Answer: Yes, every twin-engine flight is planned so that the loss of an engine will result in a safe landing. Modern twin-jets are specially certified for extended overwater operations. Engine failures are very, very rare, but should one occur, the airplane can safely fly to an alternate airport, the airport of origin or the airport of destination.
Q: Could a 737 traveling from the mainland to Hawaii maintain altitude if one engine failed?
— Wayne Gordon, British Columbia
A: A 737 will descend to a lower altitude following the loss of an engine. This is known as driftdown. Pilots have charts telling them the driftdown altitude for the weight and temperature.

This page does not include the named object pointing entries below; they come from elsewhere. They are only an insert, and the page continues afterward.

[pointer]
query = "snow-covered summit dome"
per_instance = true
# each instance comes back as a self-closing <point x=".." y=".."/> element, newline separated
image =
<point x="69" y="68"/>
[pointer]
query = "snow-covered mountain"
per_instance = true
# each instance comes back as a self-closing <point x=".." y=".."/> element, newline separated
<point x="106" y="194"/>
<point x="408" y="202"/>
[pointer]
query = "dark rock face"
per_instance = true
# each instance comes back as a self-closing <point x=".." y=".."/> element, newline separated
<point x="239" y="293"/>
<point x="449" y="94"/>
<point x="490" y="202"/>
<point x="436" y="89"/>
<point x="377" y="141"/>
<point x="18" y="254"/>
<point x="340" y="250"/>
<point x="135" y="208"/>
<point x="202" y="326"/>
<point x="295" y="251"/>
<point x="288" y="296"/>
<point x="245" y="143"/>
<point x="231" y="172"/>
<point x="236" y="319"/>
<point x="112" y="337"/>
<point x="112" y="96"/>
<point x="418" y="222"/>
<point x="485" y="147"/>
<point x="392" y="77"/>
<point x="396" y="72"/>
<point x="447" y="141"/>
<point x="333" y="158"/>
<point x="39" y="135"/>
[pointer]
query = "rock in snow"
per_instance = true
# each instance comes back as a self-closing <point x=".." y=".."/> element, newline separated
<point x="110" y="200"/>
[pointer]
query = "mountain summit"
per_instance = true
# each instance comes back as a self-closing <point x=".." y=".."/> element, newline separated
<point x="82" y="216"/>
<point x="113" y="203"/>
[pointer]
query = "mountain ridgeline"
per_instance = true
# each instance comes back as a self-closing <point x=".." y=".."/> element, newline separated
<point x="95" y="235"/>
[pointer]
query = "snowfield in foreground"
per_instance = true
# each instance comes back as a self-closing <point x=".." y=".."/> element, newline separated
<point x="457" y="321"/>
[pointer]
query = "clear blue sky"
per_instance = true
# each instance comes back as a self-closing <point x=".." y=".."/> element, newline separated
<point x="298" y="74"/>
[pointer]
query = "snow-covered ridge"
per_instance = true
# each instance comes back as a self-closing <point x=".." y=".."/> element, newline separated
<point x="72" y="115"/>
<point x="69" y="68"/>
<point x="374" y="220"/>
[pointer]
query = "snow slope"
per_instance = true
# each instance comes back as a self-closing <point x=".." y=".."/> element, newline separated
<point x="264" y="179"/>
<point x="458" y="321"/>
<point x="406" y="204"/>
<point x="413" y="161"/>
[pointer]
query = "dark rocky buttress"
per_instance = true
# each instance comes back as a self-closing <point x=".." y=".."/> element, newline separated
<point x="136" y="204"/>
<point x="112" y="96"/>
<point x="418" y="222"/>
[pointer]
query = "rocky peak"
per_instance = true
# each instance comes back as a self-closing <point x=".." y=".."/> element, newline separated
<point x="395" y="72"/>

This possibility is considered in flight planning to ensure that there is sufficient fuel on board to divert to an alternate airport and land with adequate reserves.
Q: What is the most accurate way to calculate the "halfway to Hawaii" time accounting for takeoff and landing speed variations from cruise speed?
— Michael, Conover, N.C.
A: The flight time is calculated based on the climb, en route and descent phases of flights. Computer flight plans estimate the wind, and provided and estimated ground speed. Based on those calculations, the 50% of the total time en route would provide a near halfway point on such a flight.

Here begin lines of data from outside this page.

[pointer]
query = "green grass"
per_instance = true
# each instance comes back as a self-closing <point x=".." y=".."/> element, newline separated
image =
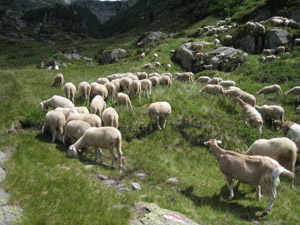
<point x="54" y="189"/>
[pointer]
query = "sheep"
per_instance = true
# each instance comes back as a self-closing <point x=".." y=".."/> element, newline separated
<point x="213" y="89"/>
<point x="102" y="137"/>
<point x="125" y="83"/>
<point x="283" y="150"/>
<point x="55" y="120"/>
<point x="101" y="90"/>
<point x="295" y="90"/>
<point x="124" y="99"/>
<point x="67" y="111"/>
<point x="272" y="112"/>
<point x="58" y="80"/>
<point x="111" y="90"/>
<point x="215" y="80"/>
<point x="260" y="171"/>
<point x="110" y="117"/>
<point x="165" y="80"/>
<point x="84" y="89"/>
<point x="146" y="86"/>
<point x="102" y="80"/>
<point x="56" y="101"/>
<point x="159" y="110"/>
<point x="135" y="88"/>
<point x="97" y="105"/>
<point x="227" y="83"/>
<point x="270" y="89"/>
<point x="203" y="79"/>
<point x="154" y="80"/>
<point x="70" y="91"/>
<point x="251" y="116"/>
<point x="74" y="130"/>
<point x="245" y="96"/>
<point x="82" y="110"/>
<point x="289" y="129"/>
<point x="92" y="119"/>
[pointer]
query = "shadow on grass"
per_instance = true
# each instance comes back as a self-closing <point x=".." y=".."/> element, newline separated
<point x="220" y="203"/>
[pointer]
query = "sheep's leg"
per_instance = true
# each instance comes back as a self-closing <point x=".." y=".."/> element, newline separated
<point x="230" y="187"/>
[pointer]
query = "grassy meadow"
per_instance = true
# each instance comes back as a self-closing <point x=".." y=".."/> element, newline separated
<point x="54" y="189"/>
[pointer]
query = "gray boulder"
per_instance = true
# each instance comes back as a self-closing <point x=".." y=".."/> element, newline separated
<point x="276" y="37"/>
<point x="108" y="57"/>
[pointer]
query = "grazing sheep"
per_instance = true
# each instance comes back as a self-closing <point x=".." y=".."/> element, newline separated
<point x="271" y="112"/>
<point x="92" y="119"/>
<point x="159" y="110"/>
<point x="213" y="89"/>
<point x="270" y="89"/>
<point x="283" y="150"/>
<point x="111" y="90"/>
<point x="101" y="90"/>
<point x="55" y="120"/>
<point x="251" y="116"/>
<point x="294" y="91"/>
<point x="67" y="111"/>
<point x="56" y="101"/>
<point x="102" y="80"/>
<point x="289" y="129"/>
<point x="146" y="86"/>
<point x="70" y="91"/>
<point x="84" y="89"/>
<point x="165" y="80"/>
<point x="102" y="137"/>
<point x="58" y="80"/>
<point x="97" y="105"/>
<point x="227" y="83"/>
<point x="74" y="130"/>
<point x="124" y="100"/>
<point x="154" y="80"/>
<point x="82" y="110"/>
<point x="260" y="171"/>
<point x="110" y="117"/>
<point x="135" y="88"/>
<point x="203" y="79"/>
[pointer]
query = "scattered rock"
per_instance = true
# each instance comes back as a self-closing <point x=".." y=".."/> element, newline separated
<point x="135" y="186"/>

Q: If a plane should have to land in the ocean on a flight to Hawaii, would the pilots aim for the bottom or top of the ocean swell if there is one?
— Larry Steffen, Fraser, Colo.
A: The conventional training is to land parallel to the direction of the swells, midway up the face (trailing edge) of the swell.
In 1956, Pan Am Flight 6, a Boeing 377 Stratocruiser (Clipper Sovereign of the Skies), ditched in the Pacific Ocean near the USCGC Pontchartrain, an ocean-station ship midway between San Francisco and Honolulu.
The overspeeding of a propeller caused the loss of the #1 engine, subsequently the #4 engine failed too. With two engines out, the flight was unable to make California or to return to Hawaii.
They successfully ditched near the Coast Guard cutter, hitting a swell with the left wing first. All 31 people onboard survived. The airplane floated for 20 minutes then sank, killing 44 cases of live canaries.
John Cox is a retired airline captain with US Airways and runs his own aviation safety consulting company, Safety Operating Systems.